The Asian equities are trading down by 0.3 to 1 percent after weak performance of western peers and increased uncertainty over Spanish banking recapitalization.
Further from the Asian bourses, Japan’s Copper output declined while the Chinese industrial production has also remained a concern. Structural changes and increased easing in China may change the demand supply scenario of most of the base metals and may continue to support downside in today’s session. As expected in our weekly report that Chinese demand post holiday would remain subdued and has resulted in price fall of metals pack. Further, more than one-third of China’s provincial-level Governments have released wage growth targets for workers this year, with most of them trimming down salary increases as companies face decreasing profits amid a slowing economy. The downshift shows that local regions are cautious in regulating wage growth, as the economic outlook for the year remains uncertain.
Fast wage increase may further increase cost of production amidst falling metal prices and may continue to weaken base metals as China plays a pivotal consumer. The European equities may gain slightly after deteriorating the most yesterday, however rising borrowing cost and weak banking sector may continue to drag down the single currency and may weaken base metals. There are no major economic releases from the Euro-zone and hence markets may closely follow the bond yields and any further increase may support downside for base metals. From the US, better homes and manufacturing failed to add gains to equities as the banking sector remained a concern.
Today, amidst weak economic developments US consumer confidence may continue to dwindle while the Richmond fed manufacturing may release at a blend and may continue to weaken base metals. Therefore, amidst falling equities and declining confidence coupled with lower expectation of growth, base metals may remain weak and hence remaining short might be recommend for the session.
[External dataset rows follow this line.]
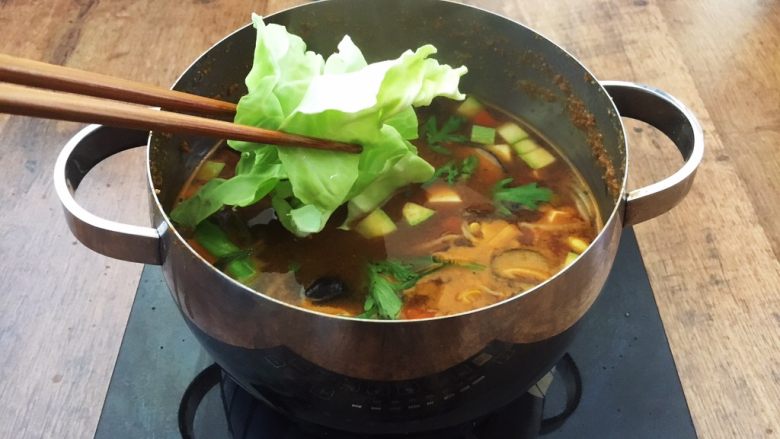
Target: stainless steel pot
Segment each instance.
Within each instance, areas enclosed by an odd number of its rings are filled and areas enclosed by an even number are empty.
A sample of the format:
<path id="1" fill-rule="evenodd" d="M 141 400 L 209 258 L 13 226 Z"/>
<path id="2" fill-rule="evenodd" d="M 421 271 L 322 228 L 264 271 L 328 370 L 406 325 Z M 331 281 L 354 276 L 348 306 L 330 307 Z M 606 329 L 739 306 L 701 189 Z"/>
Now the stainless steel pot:
<path id="1" fill-rule="evenodd" d="M 604 229 L 576 262 L 497 305 L 415 321 L 334 317 L 252 291 L 197 255 L 167 213 L 215 142 L 90 126 L 63 149 L 55 186 L 73 234 L 105 255 L 162 265 L 185 321 L 249 392 L 305 422 L 356 432 L 400 433 L 477 418 L 524 392 L 562 355 L 599 294 L 621 231 L 659 215 L 688 192 L 703 154 L 691 112 L 666 93 L 599 82 L 576 59 L 523 25 L 440 0 L 333 0 L 267 17 L 330 53 L 348 33 L 370 58 L 432 43 L 438 58 L 465 64 L 462 89 L 536 127 L 559 146 L 594 191 Z M 174 88 L 237 100 L 251 65 L 247 26 L 209 49 Z M 370 61 L 370 60 L 369 60 Z M 685 164 L 628 191 L 620 117 L 666 133 Z M 148 136 L 148 141 L 147 141 Z M 104 158 L 148 145 L 154 227 L 120 224 L 81 208 L 72 192 Z M 337 243 L 334 243 L 337 245 Z"/>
Weighing on the Asian markets is the struggle in Japan’s lower house over tax increases supported and needed by the government. Where a no confidence vote today, may affect the status of the government and also the expected moves from the BoJ.
Gold prices have given a little back in early electronic trading after Spain’s formal appeal for help for its collapsing banking system. However, the Spain has camouflaged the 125billion loan package as a bailout for the banks and not government debt the exact amount and uses remained blurred. Overall gold is looking for direction and floundering between small gains and losses. Although the markets are expected to be reactionary to news flow this week, eco data may be overlooked entirely.
The euro therefore is likely to remain weak for the day. Asian shares, taking cues from the western globe, are trading at a weak note at present moment. Gold although recoup some losses yesterday, the rally was mainly due to the Spanish rating down gradation and therefore is not likely to stay affirm today. Market is now closely looking for the European summit on June 28-29, but the situation is deteriorating continuously. The stocks are beating and bond yield spreads are widening after Merkel opposed to buy periphery bonds. So, a meaningful outcome can hardly be seen in the summit. Even, there is the rise of fifth European nation seeking for financial lifeline is, Cyprus. The pessimism of spillover effect is therefore expected to keep the Euro and gold under strain for the day. From the economic data release, the US consumer confidence may weaken after the recent releases slacken, indicating dismal US economic scenario.
However, the Richmond Fed manufacturing may show a slight improvement from the prior followed from the Dallas Fed. All these indicate a blend impact on the dollar.